The algorithm is designed to handle a stream of unknown (and potentially infinite) length with a *fixed* amount of memory $M$.

* **Fixed Memory:** The algorithm's memory usage is $O(M)$, regardless of how many edges $t$ have been processed.
* **Adapting Probability:** The sampling probability $p = M/t$ automatically adapts. As the stream grows (i.g., $t \to \infty$), the probability of sampling any *new* edge approaches zero, but it never *is* zero.
* **Contrast with Fixed-Probability:** This is superior to the "fixed-probability" sampling (e.g., "sample every edge with $p=0.01$") mentioned in the paper. In that model, the sample size grows linearly with the stream ($0.01 \times t$) and would eventually exhaust all memory on an unbounded stream. TRIÈST avoids this by fixing the memory $M$ and letting the probability $p$ adapt.

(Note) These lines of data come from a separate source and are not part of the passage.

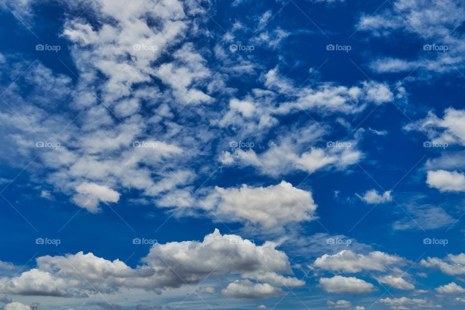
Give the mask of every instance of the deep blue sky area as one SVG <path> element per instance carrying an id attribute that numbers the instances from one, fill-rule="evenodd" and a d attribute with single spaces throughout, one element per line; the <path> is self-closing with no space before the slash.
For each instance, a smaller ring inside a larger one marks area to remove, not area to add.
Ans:
<path id="1" fill-rule="evenodd" d="M 0 1 L 0 307 L 462 309 L 464 5 Z"/>

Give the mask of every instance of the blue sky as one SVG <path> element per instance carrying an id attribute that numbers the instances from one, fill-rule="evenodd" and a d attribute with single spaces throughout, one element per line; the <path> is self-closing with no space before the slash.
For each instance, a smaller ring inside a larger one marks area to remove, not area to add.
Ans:
<path id="1" fill-rule="evenodd" d="M 462 309 L 462 1 L 0 7 L 5 310 Z"/>

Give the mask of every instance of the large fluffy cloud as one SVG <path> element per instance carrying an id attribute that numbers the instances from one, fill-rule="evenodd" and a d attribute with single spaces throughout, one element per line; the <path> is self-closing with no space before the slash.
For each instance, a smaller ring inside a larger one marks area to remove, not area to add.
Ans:
<path id="1" fill-rule="evenodd" d="M 284 181 L 266 187 L 244 185 L 216 189 L 220 196 L 218 211 L 265 228 L 310 220 L 317 207 L 310 192 Z"/>
<path id="2" fill-rule="evenodd" d="M 441 192 L 465 191 L 465 175 L 455 171 L 429 171 L 426 183 Z"/>
<path id="3" fill-rule="evenodd" d="M 287 256 L 277 250 L 276 245 L 268 242 L 257 246 L 236 235 L 221 235 L 217 230 L 201 242 L 155 244 L 136 268 L 90 253 L 41 256 L 36 259 L 36 268 L 0 279 L 0 290 L 18 295 L 57 296 L 86 296 L 96 287 L 108 294 L 122 287 L 159 292 L 198 282 L 207 276 L 243 274 L 244 278 L 263 283 L 245 280 L 232 283 L 225 294 L 241 295 L 244 289 L 271 296 L 281 292 L 280 286 L 304 284 L 279 274 L 292 271 Z M 244 288 L 249 287 L 250 290 Z"/>

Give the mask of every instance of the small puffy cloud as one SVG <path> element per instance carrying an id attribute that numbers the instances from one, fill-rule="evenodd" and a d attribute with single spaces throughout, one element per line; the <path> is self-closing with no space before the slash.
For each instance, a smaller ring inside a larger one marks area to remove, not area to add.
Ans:
<path id="1" fill-rule="evenodd" d="M 305 282 L 296 278 L 283 277 L 275 272 L 259 272 L 243 273 L 242 278 L 269 283 L 275 286 L 294 287 L 305 285 Z"/>
<path id="2" fill-rule="evenodd" d="M 440 192 L 465 191 L 465 175 L 455 171 L 429 171 L 426 184 Z"/>
<path id="3" fill-rule="evenodd" d="M 465 289 L 458 285 L 455 282 L 452 282 L 436 288 L 436 291 L 440 294 L 458 294 L 465 293 Z"/>
<path id="4" fill-rule="evenodd" d="M 265 228 L 310 220 L 316 209 L 310 191 L 282 181 L 278 185 L 239 188 L 216 187 L 220 196 L 218 210 Z"/>
<path id="5" fill-rule="evenodd" d="M 48 199 L 48 200 L 53 200 L 53 196 L 50 193 L 50 192 L 48 190 L 45 190 L 45 189 L 42 190 L 42 191 L 40 192 L 40 197 L 41 198 Z"/>
<path id="6" fill-rule="evenodd" d="M 350 301 L 344 300 L 338 300 L 335 302 L 328 300 L 326 303 L 328 305 L 328 308 L 334 309 L 348 308 L 352 305 L 352 303 Z"/>
<path id="7" fill-rule="evenodd" d="M 381 298 L 378 300 L 378 302 L 390 306 L 391 309 L 408 309 L 405 308 L 405 306 L 411 306 L 421 309 L 442 308 L 440 305 L 434 304 L 426 299 L 409 298 L 406 297 Z"/>
<path id="8" fill-rule="evenodd" d="M 366 294 L 376 290 L 372 283 L 355 277 L 335 276 L 332 278 L 322 278 L 320 284 L 327 293 Z"/>
<path id="9" fill-rule="evenodd" d="M 105 310 L 121 310 L 121 305 L 110 304 L 108 302 L 98 302 L 96 304 Z"/>
<path id="10" fill-rule="evenodd" d="M 29 306 L 20 302 L 11 302 L 3 306 L 4 310 L 29 310 Z"/>
<path id="11" fill-rule="evenodd" d="M 383 195 L 381 195 L 376 189 L 368 190 L 363 195 L 358 194 L 356 194 L 356 195 L 361 200 L 367 203 L 384 203 L 392 201 L 390 190 L 385 191 Z"/>
<path id="12" fill-rule="evenodd" d="M 420 130 L 426 132 L 429 139 L 438 142 L 465 145 L 465 110 L 450 108 L 444 110 L 443 118 L 438 117 L 431 111 L 428 116 L 416 124 L 405 127 L 407 130 Z"/>
<path id="13" fill-rule="evenodd" d="M 209 294 L 215 294 L 215 288 L 211 286 L 206 286 L 205 287 L 201 287 L 197 290 L 197 293 L 206 293 Z"/>
<path id="14" fill-rule="evenodd" d="M 147 305 L 142 305 L 142 304 L 138 304 L 136 305 L 136 310 L 154 310 L 153 307 Z"/>
<path id="15" fill-rule="evenodd" d="M 91 253 L 41 256 L 36 259 L 35 268 L 0 279 L 0 291 L 21 295 L 62 297 L 87 296 L 94 287 L 100 287 L 100 291 L 106 294 L 123 288 L 159 293 L 186 282 L 198 283 L 207 276 L 244 274 L 277 285 L 248 279 L 231 283 L 224 294 L 247 298 L 275 295 L 282 292 L 280 286 L 303 285 L 297 279 L 278 274 L 292 274 L 292 270 L 287 256 L 277 250 L 277 246 L 270 242 L 257 246 L 236 235 L 221 235 L 216 230 L 202 242 L 154 245 L 141 264 L 135 268 L 119 260 L 109 261 Z M 205 291 L 212 292 L 212 288 Z"/>
<path id="16" fill-rule="evenodd" d="M 380 284 L 388 284 L 391 287 L 399 290 L 413 290 L 415 288 L 413 284 L 400 277 L 384 276 L 376 278 L 376 280 Z"/>
<path id="17" fill-rule="evenodd" d="M 428 257 L 421 260 L 420 264 L 425 267 L 439 268 L 450 276 L 465 275 L 465 254 L 463 253 L 457 255 L 448 254 L 443 259 Z"/>
<path id="18" fill-rule="evenodd" d="M 15 269 L 15 265 L 11 263 L 0 261 L 0 269 L 12 270 Z"/>
<path id="19" fill-rule="evenodd" d="M 234 281 L 221 291 L 221 294 L 225 296 L 248 299 L 266 298 L 282 293 L 280 288 L 268 283 L 255 283 L 248 280 Z"/>
<path id="20" fill-rule="evenodd" d="M 92 213 L 100 211 L 99 203 L 117 202 L 120 194 L 106 185 L 84 182 L 75 188 L 77 194 L 73 197 L 75 203 Z"/>
<path id="21" fill-rule="evenodd" d="M 326 270 L 356 273 L 363 269 L 386 271 L 393 265 L 404 265 L 406 262 L 403 257 L 379 251 L 364 255 L 350 250 L 343 250 L 334 255 L 323 255 L 315 260 L 313 265 Z"/>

### 4. Does the algorithm support edge deletions? If not, what modification would it need? Explain.

The two algorithms we implemented, **TRIÈST-BASE** and **TRIÈST-IMPR**, **do not support edge deletions.**

* **Why Not:** They are designed for "insertion-only" streams. Their entire mathematical framework (the scaling factor $\xi^{(t)}$ and weight $\eta^{(t)}$) is based on the assumption that the stream size $t$ is always growing. A deletion would break this math and the unbiased nature of the estimator.

* **What Modification is Needed:** To support deletions, we would need to implement a completely different algorithm, which the paper provides in **Section 4.3: TRIÈST-FD (Fully-Dynamic)**.

* **How TRIÈST-FD Works:**
    1.  It replaces standard Reservoir Sampling with a more complex scheme called **Random Pairing (RP)**.
    2.  It maintains special counters for "uncompensated deletions." When an edge `(-, e)` arrives, if $e$ is in the sample, it's removed and a counter $d_i$ (deletion *in* sample) is incremented. If $e$ is *not* in the sample, a counter $d_o$ (deletion *out* of sample) is incremented.
    3.  When a new edge `(+, e)` arrives, it doesn't just face the $M/t$ probability. It might instead be used to "compensate" for a past deletion by filling the "hole" in the sample, which uses a different probability calculation.

In short: **No**, the versions we built cannot handle deletions. The paper *does* provide a solution, but it requires swapping out the entire sampling algorithm (Reservoir Sampling) for a more complex one (Random Pairing).